Es así que la socialidad entre los humanos y la sobrenaturaleza se presenta como un complejo juego de formas, cuerpos y espacios en el que lo que se gana o se pierde es algo de naturaleza etérea e imperceptible parecido a la suerte.
Se trata de un texto breve y bien redactado que traduce la pluralidad del pensamiento otomí en términos claros y concisos; la lectura es ágil, amena y el trabajo de edición –desde la portada hasta las notas al pie– prácticamente impecable.
Si acaso debiéramos apuntar algún defecto en este trabajo, tendríamos que señalar una cierta imprecisión en el manejo de los conceptos.
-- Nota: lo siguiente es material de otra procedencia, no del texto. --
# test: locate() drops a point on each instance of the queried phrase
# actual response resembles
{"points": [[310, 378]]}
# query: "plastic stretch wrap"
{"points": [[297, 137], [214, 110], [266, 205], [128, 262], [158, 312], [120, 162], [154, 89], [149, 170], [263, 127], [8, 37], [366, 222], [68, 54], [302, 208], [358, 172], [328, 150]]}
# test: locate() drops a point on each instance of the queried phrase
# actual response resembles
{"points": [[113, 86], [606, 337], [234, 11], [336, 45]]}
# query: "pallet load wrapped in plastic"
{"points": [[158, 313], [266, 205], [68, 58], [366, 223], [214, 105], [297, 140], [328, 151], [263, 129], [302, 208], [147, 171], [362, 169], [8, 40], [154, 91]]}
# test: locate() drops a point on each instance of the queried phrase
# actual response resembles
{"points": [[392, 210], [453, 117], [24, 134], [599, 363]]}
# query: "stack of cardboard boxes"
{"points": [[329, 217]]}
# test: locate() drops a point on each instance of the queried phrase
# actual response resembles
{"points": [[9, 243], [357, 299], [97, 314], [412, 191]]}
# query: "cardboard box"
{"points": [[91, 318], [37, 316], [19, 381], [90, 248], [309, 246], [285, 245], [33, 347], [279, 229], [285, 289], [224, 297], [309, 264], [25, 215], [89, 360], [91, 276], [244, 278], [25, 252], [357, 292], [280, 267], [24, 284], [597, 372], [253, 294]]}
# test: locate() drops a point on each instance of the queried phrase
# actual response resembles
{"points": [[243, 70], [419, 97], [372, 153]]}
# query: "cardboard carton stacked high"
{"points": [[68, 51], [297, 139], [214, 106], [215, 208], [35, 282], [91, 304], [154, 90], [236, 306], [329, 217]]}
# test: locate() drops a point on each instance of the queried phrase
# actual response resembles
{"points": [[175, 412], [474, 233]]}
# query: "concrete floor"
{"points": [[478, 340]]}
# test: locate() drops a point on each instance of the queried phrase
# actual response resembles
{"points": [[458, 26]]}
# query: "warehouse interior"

Se emplean tér-minos como “energía” y “potencia” sin que se presente reflexión alguna sobre su sentido. La autora habla de tres diferentes clases de “energía” contenidas en el cuerpo, pero no se especifica sus características; peor aún, se dice que los humanos y las “potencias” comparten tales esencias sin que se ofrezca ningún tipo de argumentación al respecto. Además, Gallardo afirma que dar un cuerpo a un antigua equivale a convertirlo en una especie de persona; el problema es que tampoco se presenta una verdadera discusión sobre lo que esta noción implica para los otomíes. A ello pudiera sumarse una cierta falta de diálogo con los pares en el momento de la interpretación; no obstante, si atendemos al abordaje metodológico que se propone al inicio del libro, podemos ver que no se trata realmente de una deficiencia sino de una elección.
Pese a estos detalles, la obra reseñada es un estudio cuidadoso y serio que, tan sólo por el fino análisis de la información compilada, vale la pena considerarla como una referencia obligada para quienes nos interesamos por el estudio de los pueblos amerindios.